AI、そろそろ「賢いか」より「どう付き合うか」の話になってきた

2026年6月のAIニュースを、非エンジニア向けに整理。Claude Sonnet 5、Claude Science、DeepSpec、Claude Codeの透明性問題などから、AIとの付き合い方を考えます。

AI、そろそろ「賢いか」より「どう付き合うか」の話になってきた 🤖🧠💸

6月のAIニュースをまとめて見ていたら、ちょっと空気が変わってきたなと思いました 🤔

もちろん今月も、

  • 🤖 新しいAIが出た
  • 🧠 前より賢くなった
  • 💻 コードが書ける
  • 🔬 研究も手伝える
  • 💸 でもお金もかかる

みたいな話はたくさんありました。

でも、もう「どのAIが一番すごいか」だけ見ていても、正直ちょっと分かりにくい。

スマホのカメラが毎年よくなるのと同じで、性能の話だけ聞いても、

で、普段の生活で何が変わるの? 📱

となるわけです。

今月のニュースを見ていて感じたのは、AIの話題が「どれが一番賢いか」から、「どう使い分けるか」に移ってきた、ということでした。

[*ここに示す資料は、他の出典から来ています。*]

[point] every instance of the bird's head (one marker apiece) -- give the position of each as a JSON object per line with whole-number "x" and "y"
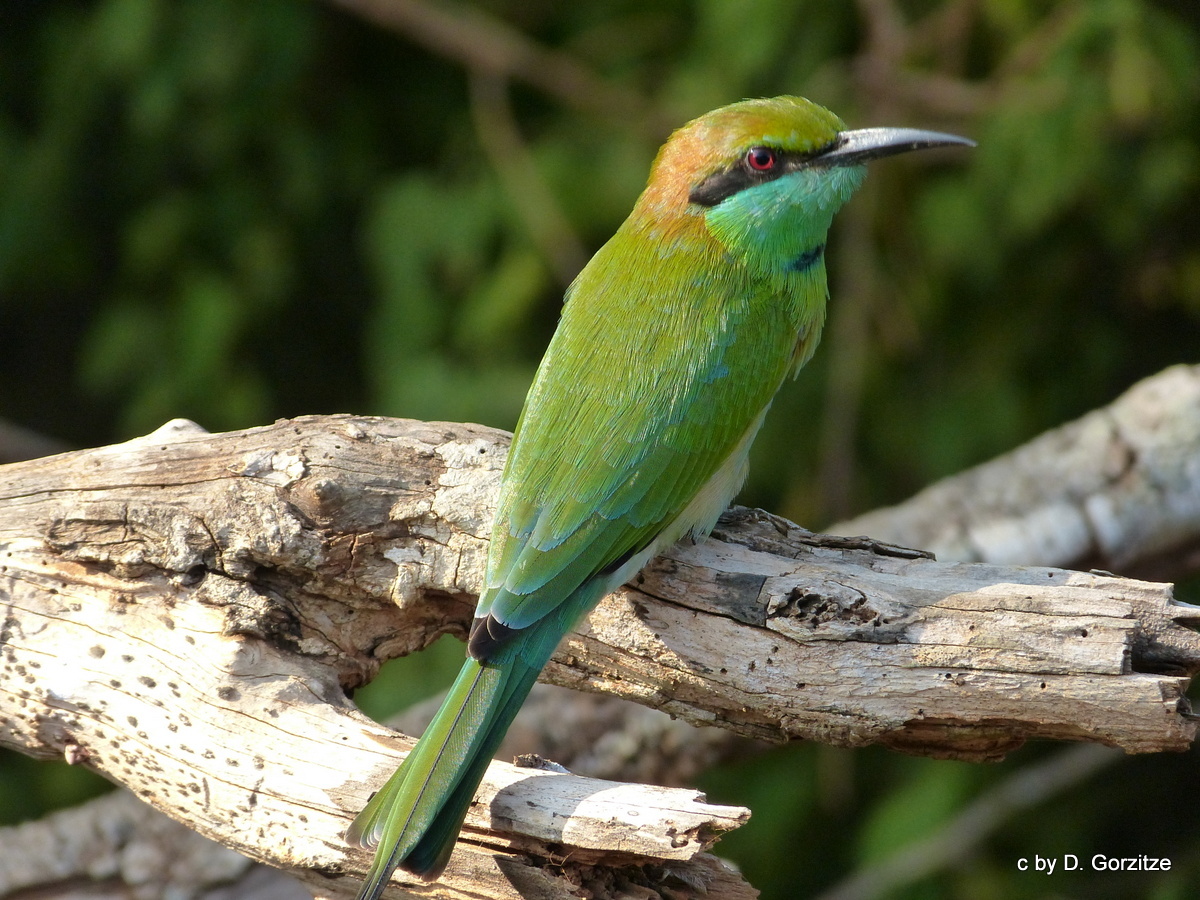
{"x": 767, "y": 175}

🤖 AIは「一人の天才」から「小さなチーム」になってきた

少し前まで、AIの話はだいたい「このモデル(=AIの頭脳部分)がすごい」「あのモデルがもっと賢い」という競争でした。

でも最近は、ちょっと違います。

一人の超天才AIに全部頼むのではなく、

  • 🧠 方針を考えるAI
  • ✍️ 下書きをするAI
  • 🔍 間違いを探すAI
  • 🧑‍⚖️ 最後に判断する人間

みたいに、役割を分ける流れが強くなっています。

たとえば shadcn/improve という開発者向けの仕組みがあります。これは、高性能なAIに「どこを直すべきか」を調べさせ、そのあと別のAIに実作業を渡す、という考え方です。

プログラミングの話に見えますが、日常でも同じです。

たとえば旅行の計画なら、

  • 🗺️ まずAIに全体の旅程を考えてもらう
  • 🍜 次に別のAIに飲食店候補を出してもらう
  • 💰 予算だけ自分で確認する
  • 🙋 最後に「本当に行きたいか」は自分で決める

こんな使い方に近い。

AIを「なんでも答えてくれる神様」として見るより、一緒に作業する小さなチーム として見る方が、だんだん現実に近くなってきています。

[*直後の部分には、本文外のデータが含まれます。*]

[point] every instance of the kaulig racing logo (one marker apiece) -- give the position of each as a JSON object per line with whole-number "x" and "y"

💸 高いAIに全部頼むのは、毎回タクシーに乗るようなもの

2026年6月30日、Anthropic(=Claudeを作っている会社)が Claude Sonnet 5 を発表しました。

Claude Sonnet 5 は、ざっくり言うと「かなり賢いけど、最上位モデルよりは使いやすい価格帯のAI」です。Anthropic自身も、ブラウザやターミナル(=パソコンに命令を出す画面)などのツールを使いながら、自律的に作業できるモデルだと説明しています。

ここで大事なのは、「またAIが賢くなったね」だけではありません。

AIを毎日使うなら、料金と使いどころ が現実問題になってきた、ということです 💸

なんでも一番高性能なAIに頼むのは、近所のコンビニに行くのに毎回タクシーを呼ぶようなものです 🚕

もちろん快適です。速いし、楽です。

でも、毎日それをやっていたら普通に高い。

だからこれからは、

  • 🧠 大事な相談は高性能AI
  • ✍️ 下書きや要約は安いAI
  • 🏃 速さが大事な作業は軽いAI
  • 👀 最後の確認は人間

という使い分けが普通になっていきそうです。

「一番いいAIはどれ?」ではなく、「この作業にはどのAIで十分?」が大事になる。これは、AIにも家計簿感覚が必要になる、ということです 🧾


🏃 AIの中でも「下書き役」と「確認役」が分かれ始めた

この流れは、人間がAIを使う時だけではありません。AIの中身でも起きています。

DeepSeek(=中国発のAI企業・研究チーム)が公開した DeepSpec は、speculative decoding(=小さく速いAIが先に下書きを作り、大きなAIがそれを確認して高速化する技術)のためのコードです。

専門的に聞こえますが、考え方はわりとシンプルです。

  • 🏃 まず速いAIが「たぶんこうでしょ」と下書きする
  • 🧠 賢いAIが「合ってるね」と確認する
  • ✅ 合っていれば一気に進める
  • 🔁 違っていれば直す

人間の仕事で言えば、新人がたたき台を作って、ベテランが確認する感じです。

つまりAIの世界でも、一人で全部がんばるより、役割分担した方が速いし安い という方向に進んでいます。

これはけっこう面白い変化です。

「AIが人間の仕事を奪う」みたいな大ざっぱな話よりも、実際には 仕事の分け方そのものが変わっている と見た方が近い気がします 🧩


🧘 「AIにやらせない」ことも、だんだん大事になる

AIが便利になると、つい何でも頼みたくなります。

でも6月には、逆方向の話も目立ちました。

Ponytail という開発者向けのツールは、AIに「本当にそれ作る必要ある?」と考えさせるためのものです。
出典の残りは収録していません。